I think that what you need is either one of the following solutions or the other
ss = ''' background: #f09 url('images#06F');
background=#00f url('images #889');
background:#E4aaa0 url('images#890');
background: #fff #dddddd; '''
print ss
import re
three = '(?:[0-9A-Fa-f]{3})'
regx = re.compile('^ *background[ =:]*#(%s{1,2})' % three,re.MULTILINE)
print regx.findall(ss)
print '-----------------------------------------------------'
regx = re.compile('(?:(?:^ *background[ =:]*)|(?:(?<=#%s)|(?<=#%s%s)) +)'
'#(%s{1,2})' % (three,three,three,three),
re.MULTILINE)
print regx.findall(ss)
result
background: #f09 url('images#06F');
background=#00f url('images #889');
background:#E4aaa0 url('images#890');
background: #fff #dddddd;
['f09', '00f', 'E4aaa0', 'fff']
-----------------------------------------------------
['f09', '00f', 'E4aaa0', 'fff', 'dddddd']
ss = ''' background: #f09 url('images#06F');
background=#00f url('images #889');
color:#E4aaa0 url('images#890');
background: #fff #dddddd#125e88 #ae3;
Walter (Elias) Disney: #f51f51 '''
print ss+'\n'
import re
three = '(?:[0-9A-Fa-f]{3})'
regx = re.compile('^ *[^=:]+[ =:]*#(%s{1,2})' % three,re.MULTILINE)
print regx.findall(ss)
print '-----------------------------------------------------'
regx = re.compile('(?:(?:^ *[^=:]+[ =:]*)|(?:(?<=#%s)|(?<=#%s%s)) *)'
'#(%s{1,2})' % (three,three,three,three),
re.MULTILINE)
print regx.findall(ss)
result
background: #f09 url('images#06F');
background=#00f url('images #889');
color:#E4aaa0 url('images#890');
background: #fff #dddddd#125e88 #ae3;
Walter (Elias) Disney: #f51f51
['f09', '00f', 'E4aaa0', 'fff', 'f51f51']
-----------------------------------------------------
['f09', '00f', 'E4aaa0', 'fff', 'dddddd', '125e88', 'ae3', 'f51f51']

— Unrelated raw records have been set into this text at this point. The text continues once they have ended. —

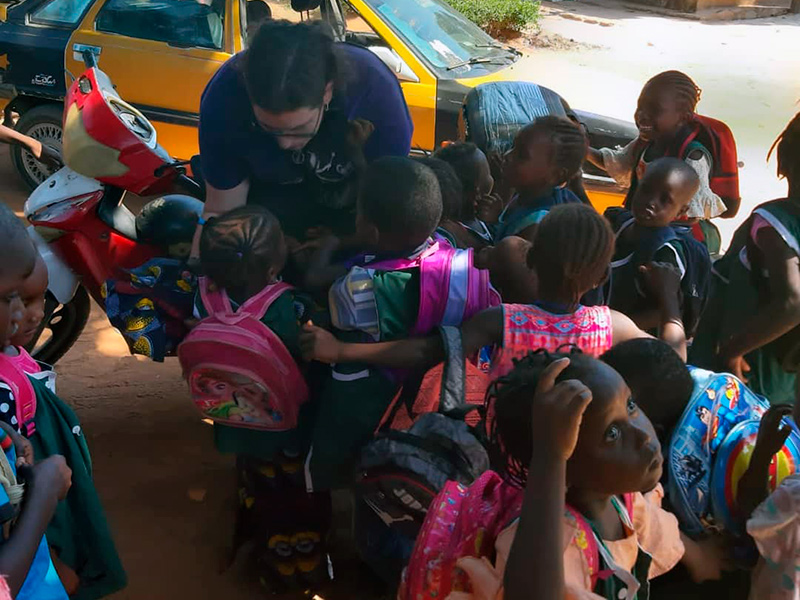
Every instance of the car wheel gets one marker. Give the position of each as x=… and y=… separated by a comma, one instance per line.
x=42, y=123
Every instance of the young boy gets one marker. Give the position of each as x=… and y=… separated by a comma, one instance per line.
x=24, y=556
x=648, y=235
x=407, y=286
x=81, y=545
x=472, y=168
x=659, y=380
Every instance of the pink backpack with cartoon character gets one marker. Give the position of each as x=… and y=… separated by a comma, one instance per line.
x=239, y=371
x=466, y=521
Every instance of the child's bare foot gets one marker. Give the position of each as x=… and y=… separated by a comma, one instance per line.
x=69, y=578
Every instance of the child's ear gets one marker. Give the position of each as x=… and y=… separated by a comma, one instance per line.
x=368, y=235
x=560, y=176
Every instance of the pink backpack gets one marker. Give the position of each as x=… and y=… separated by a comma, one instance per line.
x=451, y=289
x=239, y=371
x=466, y=521
x=24, y=396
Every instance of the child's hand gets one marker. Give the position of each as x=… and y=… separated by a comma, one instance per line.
x=22, y=446
x=359, y=131
x=661, y=279
x=736, y=365
x=318, y=344
x=558, y=410
x=706, y=559
x=52, y=475
x=489, y=208
x=771, y=433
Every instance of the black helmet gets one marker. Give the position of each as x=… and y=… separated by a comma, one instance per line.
x=169, y=220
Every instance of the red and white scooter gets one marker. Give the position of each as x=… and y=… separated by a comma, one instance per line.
x=79, y=221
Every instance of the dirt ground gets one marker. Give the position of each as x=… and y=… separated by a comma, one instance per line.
x=165, y=488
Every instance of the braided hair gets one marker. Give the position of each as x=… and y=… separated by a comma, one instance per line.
x=238, y=250
x=788, y=150
x=450, y=184
x=687, y=94
x=508, y=404
x=572, y=251
x=461, y=156
x=289, y=65
x=568, y=142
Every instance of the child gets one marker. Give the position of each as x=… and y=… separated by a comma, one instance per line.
x=658, y=378
x=81, y=545
x=755, y=297
x=648, y=235
x=24, y=557
x=546, y=156
x=472, y=169
x=450, y=186
x=666, y=117
x=243, y=252
x=405, y=287
x=602, y=453
x=570, y=255
x=507, y=263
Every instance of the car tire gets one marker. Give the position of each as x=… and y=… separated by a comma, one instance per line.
x=44, y=123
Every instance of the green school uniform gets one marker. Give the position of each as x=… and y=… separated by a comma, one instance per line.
x=283, y=317
x=78, y=531
x=356, y=396
x=739, y=288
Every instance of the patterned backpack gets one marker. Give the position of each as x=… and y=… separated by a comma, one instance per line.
x=466, y=521
x=711, y=449
x=239, y=371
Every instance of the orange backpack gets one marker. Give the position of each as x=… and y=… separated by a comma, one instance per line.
x=717, y=137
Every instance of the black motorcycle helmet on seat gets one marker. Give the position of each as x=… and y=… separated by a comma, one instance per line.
x=170, y=221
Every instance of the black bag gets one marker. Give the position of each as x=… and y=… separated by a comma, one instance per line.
x=401, y=472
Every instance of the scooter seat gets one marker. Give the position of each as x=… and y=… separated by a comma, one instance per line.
x=169, y=220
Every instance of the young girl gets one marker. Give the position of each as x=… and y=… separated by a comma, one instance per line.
x=666, y=117
x=81, y=545
x=243, y=252
x=472, y=168
x=449, y=229
x=545, y=157
x=24, y=556
x=588, y=434
x=755, y=297
x=570, y=255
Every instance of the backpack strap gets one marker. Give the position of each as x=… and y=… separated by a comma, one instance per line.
x=215, y=301
x=258, y=305
x=218, y=304
x=453, y=397
x=586, y=541
x=24, y=396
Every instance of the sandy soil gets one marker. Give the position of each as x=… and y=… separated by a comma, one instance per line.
x=152, y=454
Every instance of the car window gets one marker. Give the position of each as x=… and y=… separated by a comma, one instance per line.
x=60, y=12
x=446, y=38
x=181, y=23
x=283, y=10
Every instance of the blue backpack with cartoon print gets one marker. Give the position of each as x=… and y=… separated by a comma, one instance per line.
x=711, y=448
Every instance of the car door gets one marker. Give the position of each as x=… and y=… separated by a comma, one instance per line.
x=160, y=54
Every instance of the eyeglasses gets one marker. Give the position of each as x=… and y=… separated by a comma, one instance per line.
x=306, y=135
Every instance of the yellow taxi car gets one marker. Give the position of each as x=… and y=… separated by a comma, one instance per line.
x=162, y=53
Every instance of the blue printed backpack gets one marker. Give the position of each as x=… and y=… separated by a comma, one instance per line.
x=711, y=449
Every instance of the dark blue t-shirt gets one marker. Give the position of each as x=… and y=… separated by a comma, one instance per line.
x=233, y=148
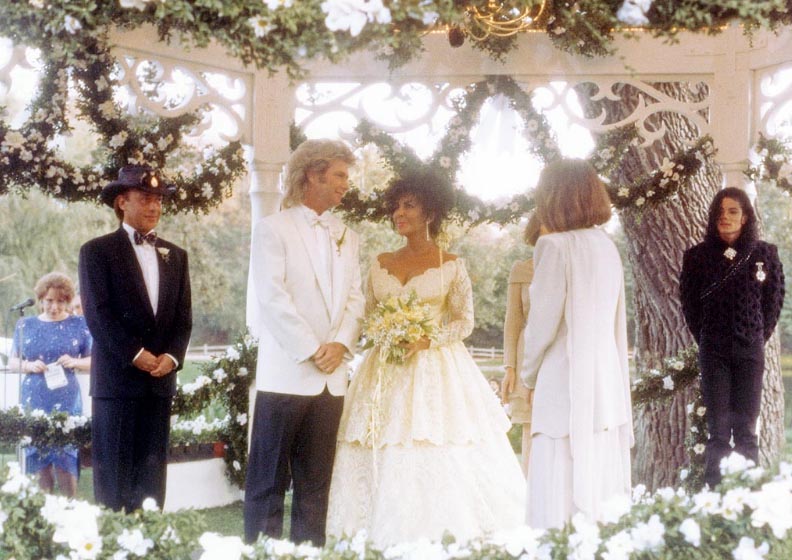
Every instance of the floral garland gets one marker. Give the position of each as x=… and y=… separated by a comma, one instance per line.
x=661, y=384
x=284, y=34
x=664, y=183
x=272, y=34
x=468, y=210
x=28, y=160
x=654, y=188
x=775, y=164
x=749, y=515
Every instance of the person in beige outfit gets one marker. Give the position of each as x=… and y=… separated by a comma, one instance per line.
x=513, y=393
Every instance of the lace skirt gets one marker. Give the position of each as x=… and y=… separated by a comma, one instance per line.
x=439, y=461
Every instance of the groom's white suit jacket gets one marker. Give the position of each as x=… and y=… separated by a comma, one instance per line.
x=292, y=306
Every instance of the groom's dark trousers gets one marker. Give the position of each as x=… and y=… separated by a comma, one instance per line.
x=294, y=438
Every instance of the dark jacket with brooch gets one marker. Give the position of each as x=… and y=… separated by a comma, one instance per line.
x=725, y=299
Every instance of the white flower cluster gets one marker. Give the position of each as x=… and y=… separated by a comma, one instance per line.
x=352, y=15
x=200, y=381
x=136, y=4
x=17, y=483
x=633, y=12
x=200, y=425
x=75, y=525
x=650, y=528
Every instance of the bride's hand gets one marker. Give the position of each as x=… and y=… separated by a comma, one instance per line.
x=413, y=347
x=507, y=384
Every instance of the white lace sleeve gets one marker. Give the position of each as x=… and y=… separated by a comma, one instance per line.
x=459, y=309
x=371, y=301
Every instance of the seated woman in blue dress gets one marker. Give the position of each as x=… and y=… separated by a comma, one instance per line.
x=52, y=338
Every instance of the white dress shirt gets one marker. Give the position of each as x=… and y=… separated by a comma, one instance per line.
x=324, y=241
x=147, y=259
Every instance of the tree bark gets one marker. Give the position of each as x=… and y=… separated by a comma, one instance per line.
x=656, y=240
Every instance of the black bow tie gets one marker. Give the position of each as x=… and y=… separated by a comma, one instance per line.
x=150, y=238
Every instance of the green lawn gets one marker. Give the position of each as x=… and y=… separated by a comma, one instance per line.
x=227, y=520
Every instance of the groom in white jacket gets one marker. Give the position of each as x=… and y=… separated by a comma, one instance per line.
x=306, y=309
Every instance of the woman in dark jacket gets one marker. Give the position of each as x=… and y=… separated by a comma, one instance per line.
x=732, y=289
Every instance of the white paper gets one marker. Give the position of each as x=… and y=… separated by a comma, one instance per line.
x=55, y=376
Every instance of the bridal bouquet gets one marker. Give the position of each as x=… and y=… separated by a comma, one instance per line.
x=395, y=321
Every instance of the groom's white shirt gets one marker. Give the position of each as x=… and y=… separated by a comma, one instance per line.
x=295, y=305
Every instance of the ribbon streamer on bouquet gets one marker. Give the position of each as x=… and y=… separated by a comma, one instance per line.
x=374, y=432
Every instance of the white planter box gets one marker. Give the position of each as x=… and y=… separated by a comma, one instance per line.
x=199, y=485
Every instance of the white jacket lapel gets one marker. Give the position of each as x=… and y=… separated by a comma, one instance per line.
x=340, y=259
x=308, y=239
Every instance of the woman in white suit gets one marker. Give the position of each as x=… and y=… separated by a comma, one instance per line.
x=575, y=353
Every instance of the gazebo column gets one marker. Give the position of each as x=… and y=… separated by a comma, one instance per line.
x=730, y=118
x=273, y=110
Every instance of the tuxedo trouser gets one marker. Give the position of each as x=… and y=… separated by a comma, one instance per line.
x=731, y=388
x=294, y=438
x=129, y=450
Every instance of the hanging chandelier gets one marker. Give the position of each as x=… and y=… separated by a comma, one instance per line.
x=503, y=19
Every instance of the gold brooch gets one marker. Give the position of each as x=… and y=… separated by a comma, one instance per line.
x=760, y=273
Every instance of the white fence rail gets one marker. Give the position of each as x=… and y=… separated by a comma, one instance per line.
x=205, y=352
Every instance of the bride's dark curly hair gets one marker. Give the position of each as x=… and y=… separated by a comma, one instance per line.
x=433, y=192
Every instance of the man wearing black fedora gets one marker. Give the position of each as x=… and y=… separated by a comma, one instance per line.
x=136, y=299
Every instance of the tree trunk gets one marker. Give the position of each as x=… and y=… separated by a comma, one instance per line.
x=656, y=239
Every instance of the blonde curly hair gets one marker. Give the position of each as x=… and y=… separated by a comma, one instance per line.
x=312, y=156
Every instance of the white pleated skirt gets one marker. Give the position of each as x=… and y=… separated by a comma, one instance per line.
x=550, y=485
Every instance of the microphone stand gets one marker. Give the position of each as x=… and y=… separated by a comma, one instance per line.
x=20, y=373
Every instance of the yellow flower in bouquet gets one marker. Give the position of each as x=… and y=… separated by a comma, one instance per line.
x=398, y=320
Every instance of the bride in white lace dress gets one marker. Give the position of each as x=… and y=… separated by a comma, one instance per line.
x=440, y=460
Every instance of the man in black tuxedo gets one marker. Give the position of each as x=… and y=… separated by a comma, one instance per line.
x=136, y=299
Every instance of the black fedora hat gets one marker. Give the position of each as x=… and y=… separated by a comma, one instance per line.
x=140, y=177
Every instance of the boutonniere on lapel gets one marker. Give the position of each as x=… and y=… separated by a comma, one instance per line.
x=760, y=273
x=340, y=242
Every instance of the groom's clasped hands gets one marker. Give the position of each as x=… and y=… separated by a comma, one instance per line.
x=329, y=356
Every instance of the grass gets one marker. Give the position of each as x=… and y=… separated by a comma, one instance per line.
x=228, y=520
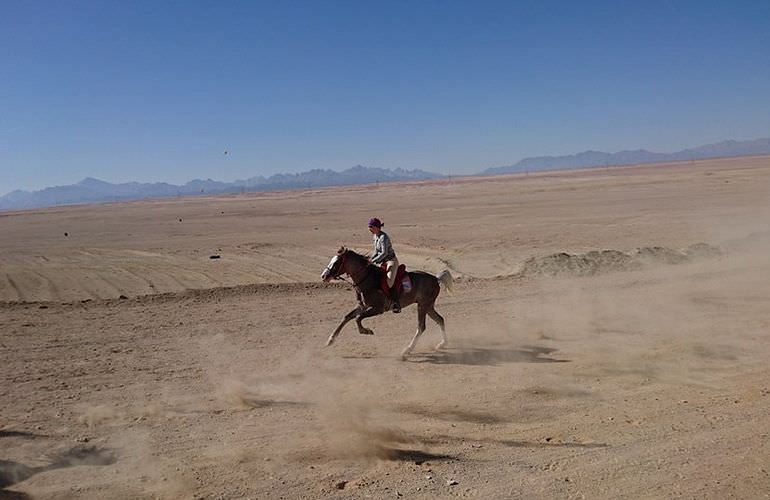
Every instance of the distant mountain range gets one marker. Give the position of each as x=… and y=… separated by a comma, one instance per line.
x=589, y=159
x=91, y=190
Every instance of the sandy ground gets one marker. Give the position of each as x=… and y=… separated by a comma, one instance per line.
x=210, y=378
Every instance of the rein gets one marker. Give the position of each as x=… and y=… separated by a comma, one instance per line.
x=352, y=278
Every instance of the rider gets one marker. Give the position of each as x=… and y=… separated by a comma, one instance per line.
x=383, y=252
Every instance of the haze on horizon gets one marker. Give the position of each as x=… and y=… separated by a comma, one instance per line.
x=157, y=92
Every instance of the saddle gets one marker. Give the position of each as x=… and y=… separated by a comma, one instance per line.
x=403, y=282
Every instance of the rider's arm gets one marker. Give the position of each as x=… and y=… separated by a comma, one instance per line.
x=382, y=249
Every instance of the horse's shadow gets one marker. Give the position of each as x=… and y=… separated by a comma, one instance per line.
x=490, y=356
x=15, y=472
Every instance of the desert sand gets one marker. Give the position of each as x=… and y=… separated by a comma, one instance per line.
x=609, y=336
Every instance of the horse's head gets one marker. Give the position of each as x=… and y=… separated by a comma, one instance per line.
x=336, y=266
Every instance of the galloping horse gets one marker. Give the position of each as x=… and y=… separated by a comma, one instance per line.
x=372, y=300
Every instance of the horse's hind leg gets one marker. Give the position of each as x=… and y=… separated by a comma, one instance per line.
x=420, y=328
x=438, y=319
x=352, y=314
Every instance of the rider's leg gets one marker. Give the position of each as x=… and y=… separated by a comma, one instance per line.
x=392, y=268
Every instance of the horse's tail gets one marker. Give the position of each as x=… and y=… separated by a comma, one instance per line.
x=445, y=278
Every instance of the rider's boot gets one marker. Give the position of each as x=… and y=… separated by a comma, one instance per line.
x=394, y=305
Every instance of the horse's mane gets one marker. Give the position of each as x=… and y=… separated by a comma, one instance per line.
x=362, y=258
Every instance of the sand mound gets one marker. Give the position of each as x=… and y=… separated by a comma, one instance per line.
x=607, y=261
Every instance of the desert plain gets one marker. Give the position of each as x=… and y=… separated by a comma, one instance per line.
x=609, y=337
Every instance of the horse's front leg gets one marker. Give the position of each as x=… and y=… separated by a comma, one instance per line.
x=367, y=313
x=352, y=314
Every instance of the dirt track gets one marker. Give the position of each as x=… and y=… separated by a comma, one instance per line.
x=651, y=382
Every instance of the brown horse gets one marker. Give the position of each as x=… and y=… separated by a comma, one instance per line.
x=372, y=300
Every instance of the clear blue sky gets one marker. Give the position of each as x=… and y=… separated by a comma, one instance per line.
x=156, y=91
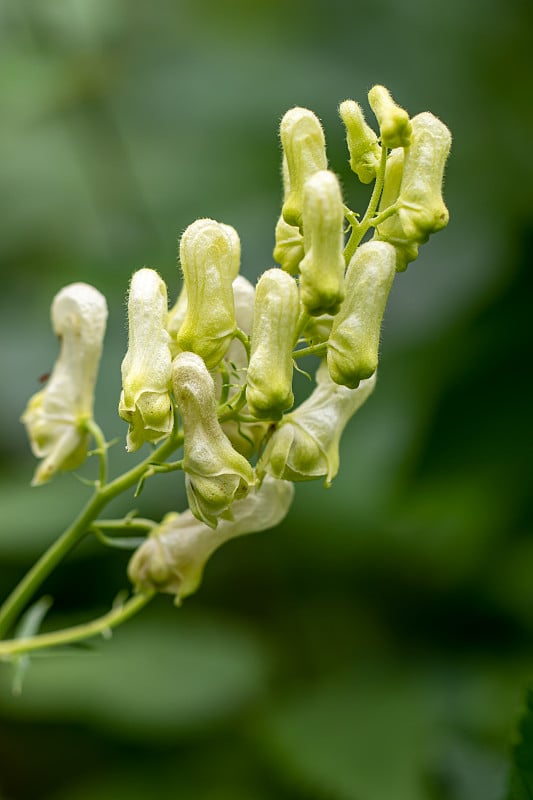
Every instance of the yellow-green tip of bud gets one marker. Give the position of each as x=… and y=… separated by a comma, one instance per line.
x=276, y=312
x=145, y=400
x=394, y=124
x=305, y=446
x=363, y=145
x=55, y=417
x=304, y=148
x=322, y=268
x=210, y=258
x=422, y=209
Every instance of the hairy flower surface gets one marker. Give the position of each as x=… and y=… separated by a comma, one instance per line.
x=304, y=148
x=394, y=123
x=216, y=474
x=322, y=268
x=56, y=417
x=173, y=558
x=305, y=445
x=354, y=339
x=363, y=145
x=145, y=400
x=276, y=312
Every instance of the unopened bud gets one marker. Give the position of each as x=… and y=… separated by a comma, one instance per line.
x=173, y=558
x=422, y=209
x=305, y=446
x=363, y=145
x=175, y=318
x=394, y=125
x=304, y=149
x=322, y=268
x=354, y=340
x=276, y=312
x=289, y=249
x=209, y=256
x=55, y=417
x=216, y=474
x=145, y=400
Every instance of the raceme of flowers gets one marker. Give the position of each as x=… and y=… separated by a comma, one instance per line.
x=218, y=366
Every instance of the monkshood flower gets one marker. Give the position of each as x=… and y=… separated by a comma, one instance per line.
x=322, y=268
x=394, y=124
x=173, y=558
x=289, y=249
x=354, y=339
x=276, y=312
x=414, y=182
x=304, y=149
x=210, y=259
x=390, y=230
x=363, y=145
x=215, y=474
x=145, y=400
x=305, y=446
x=56, y=417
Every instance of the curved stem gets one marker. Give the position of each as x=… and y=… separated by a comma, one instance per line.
x=29, y=584
x=77, y=633
x=359, y=231
x=101, y=448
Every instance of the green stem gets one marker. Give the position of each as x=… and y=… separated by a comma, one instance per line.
x=77, y=633
x=242, y=337
x=312, y=350
x=29, y=584
x=359, y=231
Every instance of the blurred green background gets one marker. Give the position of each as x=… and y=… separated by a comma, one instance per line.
x=376, y=646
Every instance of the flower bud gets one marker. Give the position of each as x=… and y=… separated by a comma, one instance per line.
x=216, y=474
x=304, y=147
x=276, y=312
x=145, y=400
x=173, y=558
x=363, y=146
x=354, y=340
x=55, y=416
x=391, y=229
x=305, y=446
x=289, y=249
x=210, y=257
x=322, y=268
x=394, y=125
x=422, y=209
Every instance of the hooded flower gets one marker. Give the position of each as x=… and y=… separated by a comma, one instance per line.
x=55, y=417
x=145, y=400
x=210, y=259
x=305, y=446
x=216, y=474
x=363, y=146
x=172, y=559
x=304, y=148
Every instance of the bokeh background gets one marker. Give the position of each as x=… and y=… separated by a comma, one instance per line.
x=377, y=645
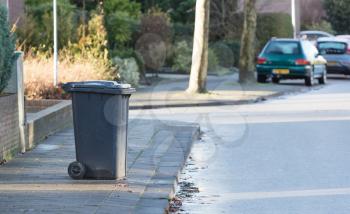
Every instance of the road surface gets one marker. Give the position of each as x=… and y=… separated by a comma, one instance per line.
x=287, y=155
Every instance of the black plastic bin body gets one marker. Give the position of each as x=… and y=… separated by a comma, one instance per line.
x=100, y=115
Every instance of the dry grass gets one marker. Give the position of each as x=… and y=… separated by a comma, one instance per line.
x=38, y=76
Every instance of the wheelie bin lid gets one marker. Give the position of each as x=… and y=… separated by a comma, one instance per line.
x=102, y=87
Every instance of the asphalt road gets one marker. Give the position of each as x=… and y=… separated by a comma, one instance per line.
x=287, y=155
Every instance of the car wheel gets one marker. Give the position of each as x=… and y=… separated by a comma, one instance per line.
x=323, y=79
x=275, y=80
x=262, y=78
x=309, y=80
x=76, y=170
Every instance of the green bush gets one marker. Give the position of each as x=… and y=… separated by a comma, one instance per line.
x=235, y=47
x=7, y=49
x=273, y=25
x=224, y=54
x=182, y=56
x=182, y=30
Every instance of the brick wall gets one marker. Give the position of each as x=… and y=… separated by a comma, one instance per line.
x=9, y=130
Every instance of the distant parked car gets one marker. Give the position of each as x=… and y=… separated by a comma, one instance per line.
x=313, y=35
x=337, y=53
x=346, y=37
x=291, y=59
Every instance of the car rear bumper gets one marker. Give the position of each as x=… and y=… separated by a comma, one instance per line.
x=338, y=69
x=295, y=72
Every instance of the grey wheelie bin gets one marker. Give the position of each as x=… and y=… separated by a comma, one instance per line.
x=100, y=116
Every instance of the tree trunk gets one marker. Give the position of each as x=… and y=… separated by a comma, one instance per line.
x=199, y=69
x=247, y=55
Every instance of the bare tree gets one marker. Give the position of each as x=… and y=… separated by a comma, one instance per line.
x=246, y=63
x=199, y=69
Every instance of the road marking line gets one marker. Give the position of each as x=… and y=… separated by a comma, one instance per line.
x=286, y=194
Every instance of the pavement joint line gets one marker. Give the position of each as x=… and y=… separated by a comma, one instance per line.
x=284, y=194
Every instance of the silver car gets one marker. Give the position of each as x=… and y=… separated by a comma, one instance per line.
x=337, y=53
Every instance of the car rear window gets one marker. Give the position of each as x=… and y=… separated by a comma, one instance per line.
x=332, y=47
x=283, y=48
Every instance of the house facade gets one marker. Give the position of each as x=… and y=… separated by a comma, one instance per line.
x=15, y=10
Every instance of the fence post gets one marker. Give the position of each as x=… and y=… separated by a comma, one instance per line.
x=21, y=101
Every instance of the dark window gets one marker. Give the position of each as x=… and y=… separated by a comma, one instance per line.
x=332, y=47
x=283, y=48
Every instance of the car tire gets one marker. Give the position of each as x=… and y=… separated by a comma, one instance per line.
x=323, y=79
x=76, y=170
x=275, y=80
x=262, y=78
x=309, y=80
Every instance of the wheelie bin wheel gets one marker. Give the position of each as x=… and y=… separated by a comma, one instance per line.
x=76, y=170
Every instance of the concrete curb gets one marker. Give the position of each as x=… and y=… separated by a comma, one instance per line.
x=209, y=103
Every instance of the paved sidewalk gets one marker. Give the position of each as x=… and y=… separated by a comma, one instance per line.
x=37, y=182
x=223, y=90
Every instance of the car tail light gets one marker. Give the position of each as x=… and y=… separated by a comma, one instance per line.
x=261, y=60
x=302, y=62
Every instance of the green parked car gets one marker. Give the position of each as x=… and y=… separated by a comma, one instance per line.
x=291, y=59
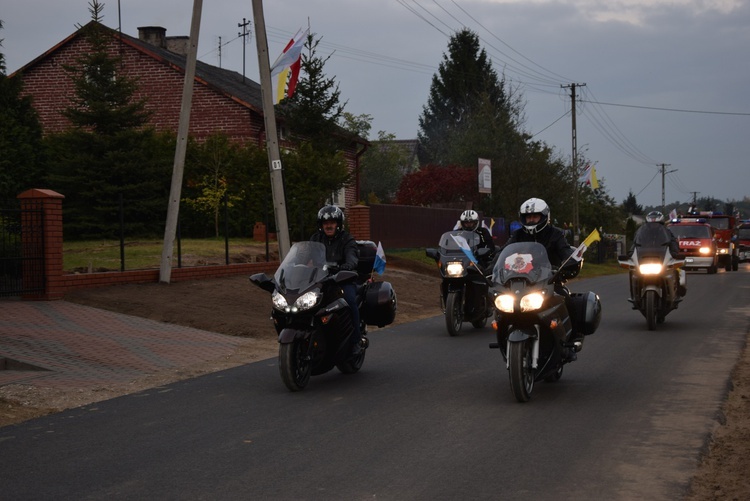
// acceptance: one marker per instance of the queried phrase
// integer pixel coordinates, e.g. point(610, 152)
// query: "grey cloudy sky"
point(665, 80)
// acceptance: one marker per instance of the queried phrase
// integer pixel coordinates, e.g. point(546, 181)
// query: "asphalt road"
point(428, 417)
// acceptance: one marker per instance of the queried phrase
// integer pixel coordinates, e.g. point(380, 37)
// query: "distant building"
point(223, 100)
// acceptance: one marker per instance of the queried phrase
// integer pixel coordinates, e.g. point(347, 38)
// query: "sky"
point(661, 85)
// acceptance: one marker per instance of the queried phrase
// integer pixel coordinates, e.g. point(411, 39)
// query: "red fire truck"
point(725, 234)
point(697, 242)
point(743, 237)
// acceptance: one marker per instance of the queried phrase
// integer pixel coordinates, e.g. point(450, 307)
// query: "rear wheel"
point(651, 309)
point(519, 370)
point(294, 365)
point(454, 313)
point(555, 376)
point(480, 324)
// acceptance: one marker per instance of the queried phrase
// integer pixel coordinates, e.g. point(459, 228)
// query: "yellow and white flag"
point(285, 70)
point(593, 237)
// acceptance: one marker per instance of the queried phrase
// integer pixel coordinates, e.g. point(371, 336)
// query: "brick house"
point(223, 100)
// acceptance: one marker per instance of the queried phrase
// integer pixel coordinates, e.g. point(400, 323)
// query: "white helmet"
point(655, 217)
point(469, 220)
point(534, 206)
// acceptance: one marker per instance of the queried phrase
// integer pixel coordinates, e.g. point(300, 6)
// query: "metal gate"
point(21, 248)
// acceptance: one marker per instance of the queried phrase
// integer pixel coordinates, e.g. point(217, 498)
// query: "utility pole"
point(272, 141)
point(173, 210)
point(663, 174)
point(244, 34)
point(574, 156)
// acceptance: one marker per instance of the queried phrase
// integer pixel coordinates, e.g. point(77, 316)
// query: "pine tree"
point(21, 161)
point(317, 168)
point(109, 155)
point(314, 111)
point(465, 88)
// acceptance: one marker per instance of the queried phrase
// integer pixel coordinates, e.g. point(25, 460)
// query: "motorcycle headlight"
point(650, 269)
point(504, 303)
point(454, 269)
point(307, 300)
point(531, 302)
point(279, 301)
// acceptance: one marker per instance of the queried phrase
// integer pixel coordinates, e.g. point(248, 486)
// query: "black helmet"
point(534, 206)
point(469, 220)
point(655, 217)
point(328, 213)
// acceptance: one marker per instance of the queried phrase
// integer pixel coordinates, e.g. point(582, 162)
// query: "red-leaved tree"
point(437, 184)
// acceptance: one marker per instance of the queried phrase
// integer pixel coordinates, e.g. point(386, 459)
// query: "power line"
point(670, 109)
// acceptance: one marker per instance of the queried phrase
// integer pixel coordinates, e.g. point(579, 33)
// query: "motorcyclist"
point(534, 216)
point(341, 248)
point(655, 221)
point(469, 221)
point(536, 227)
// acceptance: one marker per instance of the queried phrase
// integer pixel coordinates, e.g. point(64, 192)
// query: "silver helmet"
point(534, 206)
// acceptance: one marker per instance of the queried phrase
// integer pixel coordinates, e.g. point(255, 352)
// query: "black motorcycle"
point(311, 316)
point(540, 324)
point(464, 291)
point(654, 281)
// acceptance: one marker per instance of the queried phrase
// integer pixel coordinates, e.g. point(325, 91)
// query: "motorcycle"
point(311, 316)
point(654, 282)
point(464, 291)
point(540, 324)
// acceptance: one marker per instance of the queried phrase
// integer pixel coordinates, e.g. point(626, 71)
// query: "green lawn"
point(100, 255)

ss = ''' background: #f09 url('images#06F');
background=#00f url('images #889');
color:#E4aaa0 url('images#890');
background: #fff #dddddd#125e88 #ae3;
Walter (Elias) Disney: #f51f51
background: -webkit-gradient(linear, from(#000000), to(#ffffff));. '''
print ss+'\n'
import re
three = '(?:[0-9A-Fa-f]{3})'
preceding = ('(?:(?:^[^#]*)'
'|'
'(?:(?<=#%s)'
'|'
'(?<=#%s%s)'
'|'
'(?<= to\()'
')'
')') % (three,three,three)
regx = re.compile('%s *#(%s{1,2})' % (preceding,three), re.MULTILINE)
print regx.findall(ss)
result
background: #f09 url('images#06F');
background=#00f url('images #889');
color:#E4aaa0 url('images#890');
background: #fff #dddddd#125e88 #ae3;
Walter (Elias) Disney: #f51f51
background: -webkit-gradient(linear, from(#000000), to(#ffffff));.
['f09', '00f', 'E4aaa0', 'fff', 'dddddd', '125e88', 'ae3', 'f51f51', '000000', 'ffffff']
Regexes are extremely powerful in the condition that there must be enough portions of strings following a certain organisation having relative stability among variable other portions that are intended to be catched. If the analyzed text becomes too loose in its structure, it becomes impossible to write a regex.
Are there still a lot of other "Harlequin-like patchwork" structures possible for your strings ??